TP: My process always starts with the consideration of if I would enjoy the process of creating it. Second, I consider the perspective of a possible viewer and how they will take in the project or piece. From there, I’ll move forward with what is realistic to accomplish given my resources.

CH.89: Is there anything in particular that you would want people to take from your artwork?

TP: Similar to how I’d describe my work from the first question would be what I’d like people to take from it – the feeling of inspiration to get outside, find adventure and peace, and to feel “free”.

CH.89: Can you talk a little bit about your lifestyle as an artist and what that is like?

TP: Being an artist is pretty hard at times. Perfectionism is always a thing to consider and can be incredible stressful when you don’t think a project is good enough to deliver, post online, or share with friends. The entire process of creating and trying to be original is a battle. Even though I haven’t been a full-time artist for a long time, I can already see the pros to it. I get to create and work on projects with friends and colleagues as my job.

CH.89: When starting out an artistic task, do you think it is better to have a particular direction/set plan guiding your way? Or, is it better to act on impulse and go from there?

TP: I think it’s always best to work from a plan or direction. Without direction as a guide, the vision can be skewed in the creation process and it may be more confusing/ more difficult in post production to finish the project.

TYLER 2CH.89: What is one major lesson you’ve learned as an artist thus far?

TP: I’ve learned to not take anything too seriously and to just have fun. As much as a project can stress me out, it’s always best to just let go of whatever is bothering me.

CH.89: Do you regard personal style & taste to be of highest importance?

TP: Not always! It’s definitely important for the work I create by myself, but is hardly considered when working with others. Collaborating is one of the greatest things about being an artist.
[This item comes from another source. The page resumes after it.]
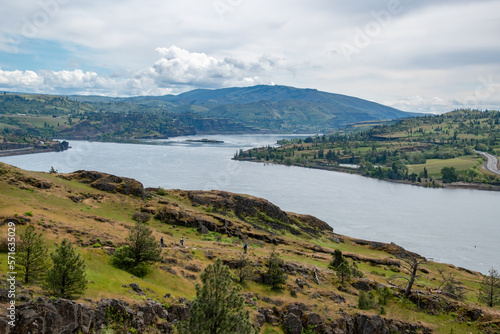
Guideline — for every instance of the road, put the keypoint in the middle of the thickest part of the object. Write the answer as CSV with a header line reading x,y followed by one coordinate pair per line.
x,y
492,163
A collaborative project may not always take on your personal style or taste, especially when someone else’s vision is much stronger than what you may have had for the project idea.

CH.89: What do you consider to be the hardest thing about being an artist?

TP: Getting over self-doubt is really hard for me. Acceptance is something that everyone wants and is especially hard when being transparent and vulnerable by showing your work.

CH.89: What is one thing you love about being an artist?

TP: I touched on this before, but being able to create and work on projects with your friends is amazing. Seeing my close friends in their element, doing what they love, can’t be matched by any other feeling.

CH.89: Is there anyone in particular, any artist’s that inspire you in any way?

TP: Again, I previously touched on this as well, but Sam Larson, the designer, is a huge inspiration to me.

CH.89: What do you think of technology in terms of being a useful tool for artists today?

TP: Technology is incredible. A huge part of being an artist is the want/need for you to get yourself out there and have your work be seen by others. It has crippled some in the creation process since most are consuming much more than creating, but it is generally a really good thing for all of us.

tyler 3CH.89: Do you think being an artist allows you to view the world differently from those who don’t follow creative paths?

TP: Not necessarily. My mom, who has a brilliant mind and is very creative, is a Special Education teacher. Even though her job title doesn’t reflect a “creative path”, her work ethic and creativity runs parallel to many of my friends who have followed creative career paths.

CH.89: Do you enjoy traveling? If so, do you have a favorite city?

TP: I love traveling! I just finished a cross-country trip for a project called Pilgramers, where we shot a documentary that showcased individuals and organizations in different communities that were actively collaborating. During the trip, we stopped in San Francisco to shoot a part of our story. That city, it’s people, and the area is incredible. I’d love to live there some day.

CH.89: Do you have a favorite author or book?

TP: My favorite author is Jack Kerouac, but my favorite book is changing all of the time. Currently, I haven’t gotten over Essentialism by Greg McKeown. That book changed my life. Please go read it.

CH.89: Any future goals or plans for your artwork?

TP: I’d love for my work to exist in more physical spaces, rather than digital ones. I’m not sure how that will take shape yet, but I’ll be scheming.

tyler 5CH.89: What does being an artist mean to you?

TP: The word “artist” carries a lot of meanings. For me, it means creating the best iteration of original work you can and showing that to someone in a transparent and honest way.

CH.89: Any last words on the aesthetic of your artwork?

TP: Nope! I feel as though my aesthetic was explained a lot through my process and mindset.